Wednesday, November 19, 2014

reading log 10

Montag gazes at Clarisse’s empty house, and Beatty, guessing that he has fallen under her influence, berates him for it. Mildred rushes out of the house with a suitcase and is driven away in a taxi, and Montag realizes she must have called in the alarm. Beatty orders Montag to burn the house by himself with his flamethrower and warns that the Hound is on the watch for him if he tries to escape. Montag burns everything, and when he is finished, Beatty places him under arrest.Beatty sees that Montag is listening to something and strikes him on the head. The radio falls out of Montag’s ear, and Beatty picks it up, saying that he will have it traced to find the person on the other end. After Beatty eggs him on with more literary quotations, his last a quote from Julius Caesar, Montag turns his flamethrower on Beatty and burns him to a crisp. The other firemen do not move, and he knocks them out. The Mechanical Hound appears and injects Montag’s leg with anesthetic before he manages to destroy it with his flamethrower. Montag stumbles away on his numb leg.

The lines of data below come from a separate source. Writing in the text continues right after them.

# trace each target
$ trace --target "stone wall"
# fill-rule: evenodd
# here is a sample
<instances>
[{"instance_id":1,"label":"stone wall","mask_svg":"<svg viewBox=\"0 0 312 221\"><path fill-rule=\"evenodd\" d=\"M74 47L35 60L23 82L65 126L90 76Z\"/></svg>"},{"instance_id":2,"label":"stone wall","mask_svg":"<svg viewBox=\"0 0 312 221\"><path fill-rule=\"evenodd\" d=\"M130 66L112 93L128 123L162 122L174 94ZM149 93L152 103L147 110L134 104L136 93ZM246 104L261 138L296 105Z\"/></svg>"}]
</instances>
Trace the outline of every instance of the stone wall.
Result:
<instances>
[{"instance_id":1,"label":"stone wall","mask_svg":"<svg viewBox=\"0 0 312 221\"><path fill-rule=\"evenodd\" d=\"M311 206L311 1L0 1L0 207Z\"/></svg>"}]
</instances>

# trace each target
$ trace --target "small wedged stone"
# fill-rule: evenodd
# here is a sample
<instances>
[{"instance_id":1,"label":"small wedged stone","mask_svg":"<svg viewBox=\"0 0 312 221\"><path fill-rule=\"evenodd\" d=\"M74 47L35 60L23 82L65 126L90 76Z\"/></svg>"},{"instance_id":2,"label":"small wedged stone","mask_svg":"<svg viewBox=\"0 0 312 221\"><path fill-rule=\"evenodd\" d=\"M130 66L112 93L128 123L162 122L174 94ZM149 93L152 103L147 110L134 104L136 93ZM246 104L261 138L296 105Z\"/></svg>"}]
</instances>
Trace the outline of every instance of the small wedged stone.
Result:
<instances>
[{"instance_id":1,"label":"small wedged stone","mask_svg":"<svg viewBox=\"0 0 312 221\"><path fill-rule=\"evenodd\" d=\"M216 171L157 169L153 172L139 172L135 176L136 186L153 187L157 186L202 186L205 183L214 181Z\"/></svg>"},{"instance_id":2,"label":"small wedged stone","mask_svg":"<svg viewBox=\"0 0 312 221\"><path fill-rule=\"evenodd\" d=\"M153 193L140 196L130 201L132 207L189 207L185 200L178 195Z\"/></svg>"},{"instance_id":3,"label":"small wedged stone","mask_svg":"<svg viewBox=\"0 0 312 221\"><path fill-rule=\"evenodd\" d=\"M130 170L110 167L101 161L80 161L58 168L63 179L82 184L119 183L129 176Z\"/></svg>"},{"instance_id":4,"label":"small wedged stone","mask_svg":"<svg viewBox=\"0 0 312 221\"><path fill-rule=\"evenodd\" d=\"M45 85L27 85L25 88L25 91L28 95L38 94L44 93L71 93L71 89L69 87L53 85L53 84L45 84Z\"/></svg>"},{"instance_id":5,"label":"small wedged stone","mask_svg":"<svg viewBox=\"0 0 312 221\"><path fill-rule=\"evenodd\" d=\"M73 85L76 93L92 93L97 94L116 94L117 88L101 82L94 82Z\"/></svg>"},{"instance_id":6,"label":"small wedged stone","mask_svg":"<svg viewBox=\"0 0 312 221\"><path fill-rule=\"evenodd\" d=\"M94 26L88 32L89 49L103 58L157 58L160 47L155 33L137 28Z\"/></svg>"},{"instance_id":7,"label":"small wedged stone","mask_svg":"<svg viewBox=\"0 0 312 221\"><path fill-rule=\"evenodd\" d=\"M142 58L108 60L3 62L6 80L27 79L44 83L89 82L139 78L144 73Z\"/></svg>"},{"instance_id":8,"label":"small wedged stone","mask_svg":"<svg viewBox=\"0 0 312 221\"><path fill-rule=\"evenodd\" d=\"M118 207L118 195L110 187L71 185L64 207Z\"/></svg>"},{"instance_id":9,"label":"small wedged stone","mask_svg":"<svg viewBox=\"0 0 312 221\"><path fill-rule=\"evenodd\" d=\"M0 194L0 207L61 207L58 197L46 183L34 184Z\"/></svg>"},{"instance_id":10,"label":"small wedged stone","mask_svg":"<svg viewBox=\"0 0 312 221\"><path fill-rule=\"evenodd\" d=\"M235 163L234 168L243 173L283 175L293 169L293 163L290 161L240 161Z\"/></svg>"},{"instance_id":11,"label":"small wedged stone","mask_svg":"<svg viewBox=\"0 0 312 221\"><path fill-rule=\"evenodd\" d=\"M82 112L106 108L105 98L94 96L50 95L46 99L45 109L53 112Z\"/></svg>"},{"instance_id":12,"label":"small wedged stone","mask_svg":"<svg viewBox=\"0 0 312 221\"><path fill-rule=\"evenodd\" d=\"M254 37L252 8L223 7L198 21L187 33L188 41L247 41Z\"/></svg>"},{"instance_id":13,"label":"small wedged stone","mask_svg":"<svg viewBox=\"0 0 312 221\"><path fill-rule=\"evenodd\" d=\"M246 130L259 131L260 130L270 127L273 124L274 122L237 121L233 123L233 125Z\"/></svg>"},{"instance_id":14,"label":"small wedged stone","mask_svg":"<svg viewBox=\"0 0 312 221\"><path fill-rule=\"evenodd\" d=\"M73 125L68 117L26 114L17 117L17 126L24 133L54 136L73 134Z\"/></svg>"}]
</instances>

Why it is important: These pages are important, because in a way, you lose the antagonist. Beatty stood for everything that was wrong with society, and he died as he lived: burning. Also, the Hound, which plagued him for so long, also died. In a way, everything that was holding him back - his job, his wife, his house - are gone. As Beatty said: 'fire destroys responsibility and consequences'. What an irony it burned him away, too.